Like I said, I’m bringing my American Sabotage to Paris. It’s going to be like a traditional retro Parisian show of everything my team and I created. It’s going to be a breath of fresh air. You’re going to see the best of the best people and you’re going to see some of the best designs coming down the runway.

Can you tell me who you’re working with on the collection? Your relationships obviously extend deep in the fashion world.

This was a group effort to make everything happen, especially while the clock is ticking as we get closer to the end of it. I’ve been working with [young fashion designer] Joshua Jamal, I’ve been working with my team. It’s been quite something, man. I’m excited for everybody to see what we are about to do. I’m working with Puma for sure. Also [burgeoning New York brand] J6 [by Joshua Garland], [the stylist] Matthew Henson. I’m working with [beltmaker] B.B. [Simon]. We’ve been going hard.

You approach projects with an extraordinarily particular taste level and eye for detail. How are you feeling about the complex production of a fashion show?

That’s been easy, bro. I’ve been courtside for 15 years now. How many fucking Raf and Rick Owens and Bottega shows have I been to? Alessandro? I mean Loewe, you name it, I’ve been there. Now it’s my time to show how I’m going to kill it, how I’m going to freak it. Now it’s my time.

Do you have a favorite piece in the collection you can describe for me?

I’m really excited by things that look aged, it just gives more of a story. Where I’m at in my fashion sense currently, I love that shit. I like everything to look used, like it has history to it. Because it’s so easy for us to just all make the same thing and fabricate the same thing, right? If everybody is getting fresh, what’s the next step for getting fresh?

And like I told you, this thing is inspired by American Sabotage. One issue is third-world countries with clothing landfills. We’re upcycling and trying to repurpose a lot of materials. It kind of tells a story in the backstory. Think about the person that had to fish through the mountain of clothes just to put something together and ship it back to a company that shipped it to a company that shipped it back to the States before it got into my hands. I just like to think of it from that perspective. And think about the people who set a lot of trends when they were behind bars, sagging pants, durags, stuff from the kids in hip-hop back in the early ’70s. This is a little bit of everything that I want to include into the show.

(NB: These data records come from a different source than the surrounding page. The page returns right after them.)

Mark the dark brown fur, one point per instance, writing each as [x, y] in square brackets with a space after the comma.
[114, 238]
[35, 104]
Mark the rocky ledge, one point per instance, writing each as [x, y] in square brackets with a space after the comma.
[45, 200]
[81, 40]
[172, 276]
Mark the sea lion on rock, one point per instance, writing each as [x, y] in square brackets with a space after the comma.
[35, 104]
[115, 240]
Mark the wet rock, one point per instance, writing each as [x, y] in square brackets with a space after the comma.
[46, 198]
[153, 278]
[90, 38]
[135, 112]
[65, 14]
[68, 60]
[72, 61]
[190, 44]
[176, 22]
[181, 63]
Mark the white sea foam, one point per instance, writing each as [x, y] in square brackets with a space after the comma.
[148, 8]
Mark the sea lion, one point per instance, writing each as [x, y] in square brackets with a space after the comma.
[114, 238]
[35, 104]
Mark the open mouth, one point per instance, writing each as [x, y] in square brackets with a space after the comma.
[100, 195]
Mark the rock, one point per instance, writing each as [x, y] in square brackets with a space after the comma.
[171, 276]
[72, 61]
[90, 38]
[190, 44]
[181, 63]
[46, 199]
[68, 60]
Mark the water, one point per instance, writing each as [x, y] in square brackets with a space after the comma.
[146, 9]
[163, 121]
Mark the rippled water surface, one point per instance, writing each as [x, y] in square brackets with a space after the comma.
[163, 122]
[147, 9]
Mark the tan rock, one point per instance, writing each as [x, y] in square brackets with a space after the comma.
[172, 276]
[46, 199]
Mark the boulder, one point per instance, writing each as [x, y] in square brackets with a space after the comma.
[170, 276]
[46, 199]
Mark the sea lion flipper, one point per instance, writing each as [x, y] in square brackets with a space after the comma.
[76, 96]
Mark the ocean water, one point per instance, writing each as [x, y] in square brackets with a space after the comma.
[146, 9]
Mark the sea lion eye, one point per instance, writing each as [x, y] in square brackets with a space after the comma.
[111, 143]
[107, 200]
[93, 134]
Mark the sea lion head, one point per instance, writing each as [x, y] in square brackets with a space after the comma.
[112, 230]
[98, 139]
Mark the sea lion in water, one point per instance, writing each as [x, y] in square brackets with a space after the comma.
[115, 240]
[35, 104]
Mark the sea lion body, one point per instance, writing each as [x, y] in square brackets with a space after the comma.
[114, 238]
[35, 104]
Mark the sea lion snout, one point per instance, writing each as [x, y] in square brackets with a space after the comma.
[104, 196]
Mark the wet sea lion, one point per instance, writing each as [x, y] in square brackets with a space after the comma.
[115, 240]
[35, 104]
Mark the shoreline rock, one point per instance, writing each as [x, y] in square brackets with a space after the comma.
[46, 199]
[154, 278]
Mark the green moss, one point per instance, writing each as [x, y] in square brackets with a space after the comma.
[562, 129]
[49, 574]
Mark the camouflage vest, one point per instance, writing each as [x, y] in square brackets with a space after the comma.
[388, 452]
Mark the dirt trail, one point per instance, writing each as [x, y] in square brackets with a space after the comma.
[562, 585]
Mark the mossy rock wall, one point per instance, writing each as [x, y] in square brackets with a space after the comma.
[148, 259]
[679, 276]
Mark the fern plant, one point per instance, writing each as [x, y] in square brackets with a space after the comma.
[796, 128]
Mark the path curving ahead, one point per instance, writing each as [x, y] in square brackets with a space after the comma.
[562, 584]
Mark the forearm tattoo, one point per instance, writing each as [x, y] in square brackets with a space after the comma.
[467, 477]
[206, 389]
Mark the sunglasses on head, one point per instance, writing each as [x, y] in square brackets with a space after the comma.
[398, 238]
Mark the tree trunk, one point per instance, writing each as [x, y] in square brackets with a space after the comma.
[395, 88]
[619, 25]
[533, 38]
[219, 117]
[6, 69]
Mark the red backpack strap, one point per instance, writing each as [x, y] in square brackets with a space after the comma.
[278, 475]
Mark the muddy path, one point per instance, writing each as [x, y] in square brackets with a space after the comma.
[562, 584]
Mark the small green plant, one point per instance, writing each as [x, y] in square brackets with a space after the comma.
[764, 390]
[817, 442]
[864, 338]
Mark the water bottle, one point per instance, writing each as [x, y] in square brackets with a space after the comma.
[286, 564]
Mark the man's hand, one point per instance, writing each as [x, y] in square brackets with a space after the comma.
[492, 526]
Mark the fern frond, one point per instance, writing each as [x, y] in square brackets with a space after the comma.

So there’s an upcycling component to American Sabotage?

Exactly.

When did that phrase pop into your head? Where did that come from exactly?

I was working on my album and I was thinking about being rebellious and the stuff that we’re not really allowed to talk about. It’s not about treason or nothing like that, it’s more about deciding to do things from a different perspective, taking the hard way instead of the easy way. And sometimes challenging yourself can come across as self-sabotaging. Exceeding time limits and deadlines, that’s self-sabotaging. So it’s also about talking about your flaws and the struggle that made you.

Right, it’s difficult to sabotage a system, and much easier to sabotage yourself.

I mean obviously oppression is definitely a key factor in American history, right? Like you said, we’re using the word in multiple ways.

What is your ultimate ambition with this project?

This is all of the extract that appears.